As is the case with most days, I got to Cooper's day care while they were in the rainy day room. This is a large, open room that the kids play in when it is raining or too wet to play outside. As is also the case with most days, when Cooper saw me at the door he started crying because he was having so much fun he didn't want to leave to go home. (I don't really understand because when his mommy is there he doesn't do this) So by coaxing him to leave with pizza and the prospect of picking up mommy, he sort of acted like he wanted to go with me...sort of. Finally I picked him up which began the all-out wailing and crying "mommy." By the time we made it to his classroom to go to the potty and sign out he had stopped crying, but had a REALLY bad attitude. While in the bathroom he was very growly and even decided he was going to raise his voice at me. I told him that he wasn't to use that tone with me again, and if he did, we weren't stopping at the water fountain (another one of his favorite things to do one the way out). He raised his voice again so I picked him up, walked past the water fountain and through the door.

As we made our way through the center he began to really cry, loudly. I put him down to walk and he tried to refuse to hold my hand. Because we were in a parking lot I refused to let go. We made it to the car all the while he's crying and really starting to throw a fit. As I picked him up to get in the car he started yelling. I can't remember what he said, but it was the loudest he had gotten. I told him if he did that again that he would not get any gum when we picked up his mommy (gum is typically his treat for no accidents throughout the day). He yelled again and therefore I told him, "No gum, I am going to tell you mommy that you aren't to get any."

By this time I was very frustrated with him. I can't really understand why he hates it when I pick him up, but when his mommy is there he jumping for joy to go home. I wish he didn't act up in front of people of school. I wish he didn't think raising his voice will get him what he wants. However, this time was different. I don't know if it was just the combination of all events or what, but I was very frustrated. All the way to get Allison he said over and over, "I want gum daddy." However, I chose not to respond in hopes that he would simply quit asking. He finally did, however that gave way to total sobbing.
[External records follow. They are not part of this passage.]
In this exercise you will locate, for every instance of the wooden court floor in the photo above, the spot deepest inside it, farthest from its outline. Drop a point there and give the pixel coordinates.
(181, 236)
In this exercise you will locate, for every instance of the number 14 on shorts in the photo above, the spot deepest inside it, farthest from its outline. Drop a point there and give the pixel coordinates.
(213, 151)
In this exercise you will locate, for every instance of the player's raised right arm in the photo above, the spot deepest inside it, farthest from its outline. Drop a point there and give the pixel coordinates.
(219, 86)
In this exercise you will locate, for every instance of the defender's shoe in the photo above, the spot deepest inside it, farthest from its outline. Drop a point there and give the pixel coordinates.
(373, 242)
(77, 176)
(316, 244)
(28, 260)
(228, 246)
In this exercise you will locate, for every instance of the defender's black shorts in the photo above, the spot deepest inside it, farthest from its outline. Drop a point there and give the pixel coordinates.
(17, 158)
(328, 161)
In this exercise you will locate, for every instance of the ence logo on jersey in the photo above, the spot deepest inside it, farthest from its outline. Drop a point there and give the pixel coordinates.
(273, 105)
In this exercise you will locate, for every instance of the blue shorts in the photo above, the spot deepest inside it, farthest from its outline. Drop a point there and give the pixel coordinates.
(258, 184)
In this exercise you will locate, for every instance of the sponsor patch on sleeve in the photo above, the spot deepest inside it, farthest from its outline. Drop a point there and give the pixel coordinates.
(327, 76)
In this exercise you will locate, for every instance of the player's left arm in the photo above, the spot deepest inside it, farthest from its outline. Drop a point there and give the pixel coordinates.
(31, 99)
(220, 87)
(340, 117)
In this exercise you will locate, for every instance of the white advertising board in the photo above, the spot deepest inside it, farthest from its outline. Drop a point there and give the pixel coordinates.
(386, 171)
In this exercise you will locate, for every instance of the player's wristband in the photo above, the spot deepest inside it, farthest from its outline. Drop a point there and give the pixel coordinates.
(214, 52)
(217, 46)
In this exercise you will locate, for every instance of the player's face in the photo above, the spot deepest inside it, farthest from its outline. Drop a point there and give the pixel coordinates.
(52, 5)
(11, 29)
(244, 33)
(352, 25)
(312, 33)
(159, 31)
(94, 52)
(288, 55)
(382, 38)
When Allison got in the car, obviously she didn't know what was going on so I gave her the quick version. She told him that he wasn't getting gum because he was mean to his daddy and that he needed to apologize. He sat in silence for about 5 minutes and then I hear him say to Allison,"I want to say I'm sorry." She told him okay and then he said, in the sweetest little voice, "I'm sorry daddy." I said that's okay and then he asked for gum. Allison again told him "no, that he didn't get gum just because he apologized." He started crying again, saying "but I said I'm sorry." This was definitely when my irritation began to wear off. Soon after that he quit crying, but I could tell he was still upset. I leaned over and put my hand on his leg. He quickly grabbed my hand and I thought he was going to push it away. However, he grabbed it very tightly and looked at his mommy saying, "I just want to hold his hand."

To this I say, what's a dad supposed to do? There's no way a person could stay frustrated at that. He obviously was sorry and obviously was glad that I made the decision to try to console him. His response of grabbing my hand so tightly was one that I will not forget for a long time, maybe never. I love that little boy with all my heart.